Review of additional patient medical records (Patients #2-10) revealed each of these patients had a deep tissue injury. The skin alteration assessment for each of these patients was inconsistently performed and/or documented throughout their inpatient stays. For example, Patient #2 had an abrasion on his anterior upper back, a bruise on his right lower arm, a stage 2 pressure injury on his coccyx area, excoriation bilaterally on his groin, and pressure injuries bilaterally on his buttocks. For Patient #1, there was no documentation of nursing assessment of his wounds on the 11/1/19 day or night shift despite the nurses having documented that a skin alteration existed and assessment was required. There were multiple other shifts with similar issues.
As another example, Patient #3 was documented as requiring extensive 2-person assist for activities. She was inpatient at the hospital from 8/31/19 through 9/16/19. Her skin assessments were performed only on the night shifts of 9/3/19 and 9/12/19, and on the day shifts of 9/6/19 and 9/16/19, despite evidence that skin assessments were required throughout her stay. As far as repositioning patient #3, on the 9/10/19 night shift, there was no documented evidence the patient was repositioned. There was also no documented evidence on the night shifts of 9/11/19, 9/12/19 and on both the day and night shifts on 9/14/19. On both shifts of 9/9/19, 9/13/19, 9/15/-9/16/19, as well as the day shifts of 9/10/19, 9/11/19, 9/12/19, the patient record included only "turn" as evidence the patient had been repositioned. It was unclear whether the patient had been repositioned every two hours, or on another schedule, or only once during the shift. There was no notation of the time of repositioning. Thus, it was unclear Patient #3 was actually repositioned on those shifts.
In an interview with Staff #1 & 2, Director of Quality and Quality Manager, respectively, during review of the patient records in the offices housing the two individuals, they stated that checking "turn" on the patient assessment indicated the patient had been repositioned during the shift. When asked how often and when, they stated they did not know.

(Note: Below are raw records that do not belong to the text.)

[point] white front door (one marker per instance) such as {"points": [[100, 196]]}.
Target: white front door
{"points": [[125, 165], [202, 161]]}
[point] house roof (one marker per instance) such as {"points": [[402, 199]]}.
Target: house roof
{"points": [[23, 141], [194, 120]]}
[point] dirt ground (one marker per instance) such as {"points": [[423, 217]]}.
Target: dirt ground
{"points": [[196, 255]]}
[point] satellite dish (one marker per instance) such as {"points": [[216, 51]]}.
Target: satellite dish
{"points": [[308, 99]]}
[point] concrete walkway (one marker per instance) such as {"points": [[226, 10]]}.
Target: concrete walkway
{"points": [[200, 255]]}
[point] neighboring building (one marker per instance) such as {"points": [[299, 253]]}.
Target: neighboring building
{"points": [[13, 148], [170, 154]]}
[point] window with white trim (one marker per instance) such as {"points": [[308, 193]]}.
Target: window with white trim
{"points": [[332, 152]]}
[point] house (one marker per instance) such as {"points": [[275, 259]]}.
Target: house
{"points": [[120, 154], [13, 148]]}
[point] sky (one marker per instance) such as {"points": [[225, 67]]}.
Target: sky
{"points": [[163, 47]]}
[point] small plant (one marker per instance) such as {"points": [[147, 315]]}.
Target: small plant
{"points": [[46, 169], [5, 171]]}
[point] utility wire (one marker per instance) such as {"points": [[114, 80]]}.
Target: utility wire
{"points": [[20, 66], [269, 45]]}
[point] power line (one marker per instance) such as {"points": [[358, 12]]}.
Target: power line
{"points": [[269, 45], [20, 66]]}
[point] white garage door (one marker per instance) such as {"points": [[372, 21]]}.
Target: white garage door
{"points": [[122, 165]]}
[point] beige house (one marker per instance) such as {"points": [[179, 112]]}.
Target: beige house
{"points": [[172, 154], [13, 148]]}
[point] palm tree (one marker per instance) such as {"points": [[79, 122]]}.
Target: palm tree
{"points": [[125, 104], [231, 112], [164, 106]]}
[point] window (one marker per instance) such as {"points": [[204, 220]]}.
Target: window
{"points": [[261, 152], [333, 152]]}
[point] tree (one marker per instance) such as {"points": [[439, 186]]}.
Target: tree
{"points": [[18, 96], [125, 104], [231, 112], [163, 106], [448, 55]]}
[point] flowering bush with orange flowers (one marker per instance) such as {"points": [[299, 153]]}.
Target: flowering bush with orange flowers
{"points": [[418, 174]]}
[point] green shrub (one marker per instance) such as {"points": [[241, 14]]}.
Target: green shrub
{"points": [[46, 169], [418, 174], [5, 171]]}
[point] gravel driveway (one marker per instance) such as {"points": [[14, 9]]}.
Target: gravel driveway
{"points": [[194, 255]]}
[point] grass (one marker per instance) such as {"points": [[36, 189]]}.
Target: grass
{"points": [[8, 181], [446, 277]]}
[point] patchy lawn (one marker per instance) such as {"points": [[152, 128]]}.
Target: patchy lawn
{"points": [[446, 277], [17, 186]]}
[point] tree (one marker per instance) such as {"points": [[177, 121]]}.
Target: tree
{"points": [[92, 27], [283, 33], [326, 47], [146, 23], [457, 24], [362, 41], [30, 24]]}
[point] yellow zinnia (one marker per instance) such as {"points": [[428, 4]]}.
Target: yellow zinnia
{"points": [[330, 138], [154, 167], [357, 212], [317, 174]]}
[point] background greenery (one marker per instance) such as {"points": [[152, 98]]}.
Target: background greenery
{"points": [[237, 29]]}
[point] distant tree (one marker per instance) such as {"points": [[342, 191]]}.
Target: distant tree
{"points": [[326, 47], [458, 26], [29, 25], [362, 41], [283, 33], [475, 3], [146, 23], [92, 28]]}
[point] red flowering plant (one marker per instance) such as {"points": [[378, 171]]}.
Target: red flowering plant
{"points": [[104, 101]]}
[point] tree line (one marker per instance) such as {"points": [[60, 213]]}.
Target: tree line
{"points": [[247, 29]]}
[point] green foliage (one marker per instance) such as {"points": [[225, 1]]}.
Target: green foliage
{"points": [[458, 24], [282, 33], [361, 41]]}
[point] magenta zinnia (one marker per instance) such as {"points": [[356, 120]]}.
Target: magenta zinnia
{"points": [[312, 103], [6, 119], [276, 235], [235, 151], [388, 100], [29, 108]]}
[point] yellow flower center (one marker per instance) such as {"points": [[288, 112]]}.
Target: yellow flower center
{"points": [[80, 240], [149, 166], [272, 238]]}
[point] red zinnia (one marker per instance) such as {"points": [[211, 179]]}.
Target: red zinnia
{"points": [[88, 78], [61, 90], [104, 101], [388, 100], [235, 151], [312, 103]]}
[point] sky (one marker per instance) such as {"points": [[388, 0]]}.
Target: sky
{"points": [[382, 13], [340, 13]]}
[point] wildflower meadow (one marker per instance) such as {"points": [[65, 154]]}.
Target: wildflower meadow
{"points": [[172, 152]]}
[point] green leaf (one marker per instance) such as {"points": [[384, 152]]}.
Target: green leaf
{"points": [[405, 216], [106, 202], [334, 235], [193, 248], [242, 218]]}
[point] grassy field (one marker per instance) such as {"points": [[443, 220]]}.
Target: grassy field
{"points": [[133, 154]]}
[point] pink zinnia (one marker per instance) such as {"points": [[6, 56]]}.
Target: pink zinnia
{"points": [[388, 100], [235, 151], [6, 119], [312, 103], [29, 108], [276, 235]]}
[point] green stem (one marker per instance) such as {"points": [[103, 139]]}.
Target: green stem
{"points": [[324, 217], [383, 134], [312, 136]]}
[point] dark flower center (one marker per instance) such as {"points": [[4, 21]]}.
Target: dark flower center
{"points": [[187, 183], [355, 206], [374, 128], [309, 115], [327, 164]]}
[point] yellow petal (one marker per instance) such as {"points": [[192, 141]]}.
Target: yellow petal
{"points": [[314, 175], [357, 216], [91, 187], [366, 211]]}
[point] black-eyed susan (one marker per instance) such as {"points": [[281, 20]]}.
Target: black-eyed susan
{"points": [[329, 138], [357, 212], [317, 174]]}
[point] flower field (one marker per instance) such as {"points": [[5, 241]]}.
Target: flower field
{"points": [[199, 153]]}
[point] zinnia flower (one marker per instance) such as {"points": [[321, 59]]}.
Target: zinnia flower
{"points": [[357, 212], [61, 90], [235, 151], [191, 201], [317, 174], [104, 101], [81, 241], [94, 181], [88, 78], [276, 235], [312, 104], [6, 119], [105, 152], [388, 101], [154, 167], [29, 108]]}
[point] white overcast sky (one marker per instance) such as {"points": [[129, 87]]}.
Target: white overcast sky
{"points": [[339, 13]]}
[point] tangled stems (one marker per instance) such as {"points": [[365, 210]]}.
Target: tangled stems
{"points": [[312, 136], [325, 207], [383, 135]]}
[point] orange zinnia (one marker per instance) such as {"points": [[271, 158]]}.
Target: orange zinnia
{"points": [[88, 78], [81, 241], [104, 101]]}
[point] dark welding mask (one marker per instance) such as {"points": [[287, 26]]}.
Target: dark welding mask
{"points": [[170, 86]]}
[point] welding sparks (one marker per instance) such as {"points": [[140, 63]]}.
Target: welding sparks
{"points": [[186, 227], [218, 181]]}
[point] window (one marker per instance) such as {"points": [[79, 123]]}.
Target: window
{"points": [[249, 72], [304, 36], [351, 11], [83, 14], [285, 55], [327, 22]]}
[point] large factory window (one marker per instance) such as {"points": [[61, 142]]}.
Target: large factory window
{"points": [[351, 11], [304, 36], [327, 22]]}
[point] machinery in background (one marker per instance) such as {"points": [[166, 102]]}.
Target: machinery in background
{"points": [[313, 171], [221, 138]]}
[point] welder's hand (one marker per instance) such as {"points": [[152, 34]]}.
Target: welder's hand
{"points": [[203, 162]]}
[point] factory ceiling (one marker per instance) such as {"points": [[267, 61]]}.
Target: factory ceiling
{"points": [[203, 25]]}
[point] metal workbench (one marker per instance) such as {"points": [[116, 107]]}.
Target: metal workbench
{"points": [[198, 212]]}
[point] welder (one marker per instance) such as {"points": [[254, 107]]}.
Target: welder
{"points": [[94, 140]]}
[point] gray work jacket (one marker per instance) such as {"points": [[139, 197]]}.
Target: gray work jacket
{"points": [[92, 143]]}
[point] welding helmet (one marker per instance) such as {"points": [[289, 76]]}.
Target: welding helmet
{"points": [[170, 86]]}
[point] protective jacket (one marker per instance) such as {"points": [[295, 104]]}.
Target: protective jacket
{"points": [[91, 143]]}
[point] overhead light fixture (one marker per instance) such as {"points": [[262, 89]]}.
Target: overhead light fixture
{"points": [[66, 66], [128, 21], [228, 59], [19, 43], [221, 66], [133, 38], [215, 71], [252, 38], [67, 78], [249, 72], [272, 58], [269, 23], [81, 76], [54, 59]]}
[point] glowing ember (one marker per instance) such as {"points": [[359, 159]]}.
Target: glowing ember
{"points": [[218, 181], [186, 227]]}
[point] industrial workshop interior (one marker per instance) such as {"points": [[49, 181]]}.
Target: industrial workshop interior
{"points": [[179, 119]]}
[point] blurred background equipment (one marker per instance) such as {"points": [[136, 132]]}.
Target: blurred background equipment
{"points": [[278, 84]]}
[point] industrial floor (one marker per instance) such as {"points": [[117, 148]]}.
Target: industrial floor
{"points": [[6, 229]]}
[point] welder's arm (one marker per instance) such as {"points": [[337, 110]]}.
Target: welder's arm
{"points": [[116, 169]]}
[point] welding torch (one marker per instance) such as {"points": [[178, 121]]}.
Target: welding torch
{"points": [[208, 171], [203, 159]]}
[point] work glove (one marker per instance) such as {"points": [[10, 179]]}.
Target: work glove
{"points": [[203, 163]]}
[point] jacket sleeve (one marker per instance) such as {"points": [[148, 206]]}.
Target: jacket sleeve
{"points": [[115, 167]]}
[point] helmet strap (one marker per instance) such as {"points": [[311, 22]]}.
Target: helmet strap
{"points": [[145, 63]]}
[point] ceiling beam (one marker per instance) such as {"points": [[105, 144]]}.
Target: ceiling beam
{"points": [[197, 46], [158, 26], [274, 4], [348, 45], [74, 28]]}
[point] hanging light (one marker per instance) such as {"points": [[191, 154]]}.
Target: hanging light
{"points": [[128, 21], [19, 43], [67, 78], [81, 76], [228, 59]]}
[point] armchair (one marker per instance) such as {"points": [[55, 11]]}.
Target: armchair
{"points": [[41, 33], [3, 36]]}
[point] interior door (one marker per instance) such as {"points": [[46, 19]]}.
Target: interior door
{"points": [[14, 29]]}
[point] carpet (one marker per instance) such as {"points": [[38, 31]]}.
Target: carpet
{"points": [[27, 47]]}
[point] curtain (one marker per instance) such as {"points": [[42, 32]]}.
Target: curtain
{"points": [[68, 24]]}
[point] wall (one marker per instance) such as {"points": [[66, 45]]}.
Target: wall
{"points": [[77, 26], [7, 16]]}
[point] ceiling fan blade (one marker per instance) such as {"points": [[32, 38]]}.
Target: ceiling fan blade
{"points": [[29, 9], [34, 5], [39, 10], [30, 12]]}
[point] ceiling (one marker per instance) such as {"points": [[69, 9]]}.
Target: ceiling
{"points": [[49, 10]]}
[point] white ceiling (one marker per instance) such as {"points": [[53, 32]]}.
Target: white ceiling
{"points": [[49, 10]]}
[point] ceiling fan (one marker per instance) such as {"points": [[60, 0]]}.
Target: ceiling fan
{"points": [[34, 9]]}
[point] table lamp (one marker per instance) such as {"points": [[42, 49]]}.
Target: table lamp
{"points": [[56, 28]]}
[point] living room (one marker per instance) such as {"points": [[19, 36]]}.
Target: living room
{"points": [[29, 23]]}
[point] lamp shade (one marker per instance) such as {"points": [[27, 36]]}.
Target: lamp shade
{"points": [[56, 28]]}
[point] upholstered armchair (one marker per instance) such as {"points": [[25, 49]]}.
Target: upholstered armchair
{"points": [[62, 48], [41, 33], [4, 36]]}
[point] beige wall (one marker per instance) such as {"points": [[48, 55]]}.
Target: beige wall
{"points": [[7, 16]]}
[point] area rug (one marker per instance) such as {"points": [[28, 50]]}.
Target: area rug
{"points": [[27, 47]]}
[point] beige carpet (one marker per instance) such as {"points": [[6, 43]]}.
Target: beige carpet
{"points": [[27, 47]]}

A tour of the nursing unit called "Third Floor Central" with the Director of Quality and the Quality Manager, as well as the third floor nursing manager on the afternoon of 3/3/20 revealed no findings of note. The unit charge nurse stated Patient #12 was a "total care" patient, meaning he needed assistance for activities of daily living. In an interview with Patient #12 stated he was only repositioned when he asked the staff to do it.